En poussant à l’intérieur de la forêt, on découvre en effet la carcasse calcinée d’un bâtiment préfabriqué de l’Andra qui a été incendié la veille, au milieu d’un stock de tubes de forage et de cloisons de béton prêtes à être posées.
Guérilla militante et juridique
Le bois Lejuc, ce bout de forêt perdu au milieu de nulle part, est ainsi devenu le foyer de la contestation anti-Cigéo et, à plus largement, des luttes antinucléaires. Les opposants se défendent pourtant de vouloir créer ici une nouvelle « zone à défendre » (ZAD), à l’image de celles de Notre-Dame-des-Landes (Loire-Atlantique) ou de Sivens (Tarn).
De son côté, l’Andra dit vouloir avant tout « éviter la violence ». Mais la mobilisation, dont la journée du 14 août n’était qu’une étape, n’en semble pas moins partie pour durer. « Aujourd’hui, nous avons fait tomber les murs, se félicitait dimanche un jeune activiste. C’est aussi la chape de plomb de la fatalité et de la résignation qui s’est fissurée. Ce que nous vivons ici, c’est le renouveau du mouvement anitnucléaire. »

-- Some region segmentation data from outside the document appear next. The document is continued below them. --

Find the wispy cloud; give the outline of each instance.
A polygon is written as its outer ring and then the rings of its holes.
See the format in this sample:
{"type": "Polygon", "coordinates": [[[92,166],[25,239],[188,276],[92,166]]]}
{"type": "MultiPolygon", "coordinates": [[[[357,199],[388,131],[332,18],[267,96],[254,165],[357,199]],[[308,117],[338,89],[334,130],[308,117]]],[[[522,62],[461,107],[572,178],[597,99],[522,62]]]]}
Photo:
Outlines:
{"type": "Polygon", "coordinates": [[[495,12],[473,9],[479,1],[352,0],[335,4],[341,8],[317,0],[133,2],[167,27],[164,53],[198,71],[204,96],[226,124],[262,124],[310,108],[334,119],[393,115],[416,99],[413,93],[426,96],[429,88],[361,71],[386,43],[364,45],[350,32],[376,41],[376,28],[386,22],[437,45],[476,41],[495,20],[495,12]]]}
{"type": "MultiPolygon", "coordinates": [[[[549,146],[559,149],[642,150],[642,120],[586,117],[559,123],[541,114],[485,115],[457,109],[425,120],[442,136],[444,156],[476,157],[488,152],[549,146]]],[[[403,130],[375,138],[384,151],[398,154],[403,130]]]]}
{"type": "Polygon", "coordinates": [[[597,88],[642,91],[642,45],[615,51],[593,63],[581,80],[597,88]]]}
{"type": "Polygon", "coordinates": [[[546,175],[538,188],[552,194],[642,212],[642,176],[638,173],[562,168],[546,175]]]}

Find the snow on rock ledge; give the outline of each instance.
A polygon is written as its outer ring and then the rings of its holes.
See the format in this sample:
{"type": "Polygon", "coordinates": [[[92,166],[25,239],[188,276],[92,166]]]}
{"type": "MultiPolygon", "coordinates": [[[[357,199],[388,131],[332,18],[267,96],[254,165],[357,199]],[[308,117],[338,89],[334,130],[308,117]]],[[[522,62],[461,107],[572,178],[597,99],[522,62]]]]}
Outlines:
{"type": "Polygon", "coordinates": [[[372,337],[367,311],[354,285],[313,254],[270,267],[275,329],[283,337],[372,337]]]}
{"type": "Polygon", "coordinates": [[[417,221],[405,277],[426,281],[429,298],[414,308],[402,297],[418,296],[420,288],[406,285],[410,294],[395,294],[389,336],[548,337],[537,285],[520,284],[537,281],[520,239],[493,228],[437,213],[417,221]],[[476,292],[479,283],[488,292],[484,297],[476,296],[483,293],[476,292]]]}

Quatre cents manifestants se sont rassemblés près de Bure (Meuse), dimanche 14 août, pour s’opposer au projet de « poubelle nucléaire ». | FRANCOIS NASCIMBENI / AFP
D’autant qu’à la guérilla militante, les anti-Cigéo ajoutent la guérilla juridique, en conjuguant actions sur le terrain et dans les prétoires. Et ils ont remporté un premier succès. Le 1er août, le tribunal de grande instance de Bar-le-Duc, saisi par des associations et des habitants de Mandres-en-Barrois, a considéré que l’Andra avait procédé, pour installer son mur, à un défrichement « illicite ».
« Rouleau compresseur »
Il lui a ordonné de suspendre tout déboisement et de remettre les lieux en état – c’est-à-dire d’y replanter des arbres – dans un délai de six mois, sauf à obtenir de la préfecture l’autorisation de défrichement nécessaire. L’Andra reconnaît « une erreur d’appréciation » sur la réalité du déboisement, tout en annonçant qu’elle « n’exclut pas de reprendre les travaux de pose de la clôture dans les prochains jours ».
De mémoire d’opposant, c’est la première fois que le projet d’enfouissement des déchets radioactifs subit un revers devant un tribunal. « C’est une victoire historique, juge Régine Millarakis. Elle nous redonne du courage pour continuer à nous battre face à un organisme public qui agit comme un rouleau compresseur ».
Directeur des opérations industrielles de l’Andra, Patrice Torres craint, lui, que toutes ces actions « ne fassent perdre du temps et de l’énergie pour un projet essentiel pour la nation et pour l’Etat ».
Dimanche, alors que la nuit tombait, les manifestants quittaient le bois Lejuc. Ils annonçaient avoir mis à bas l’enceinte de béton sur un kilomètre, soit la presque totalité de sa longueur. Une nacelle de vigie, installée à l’orée du bois, montait la garde.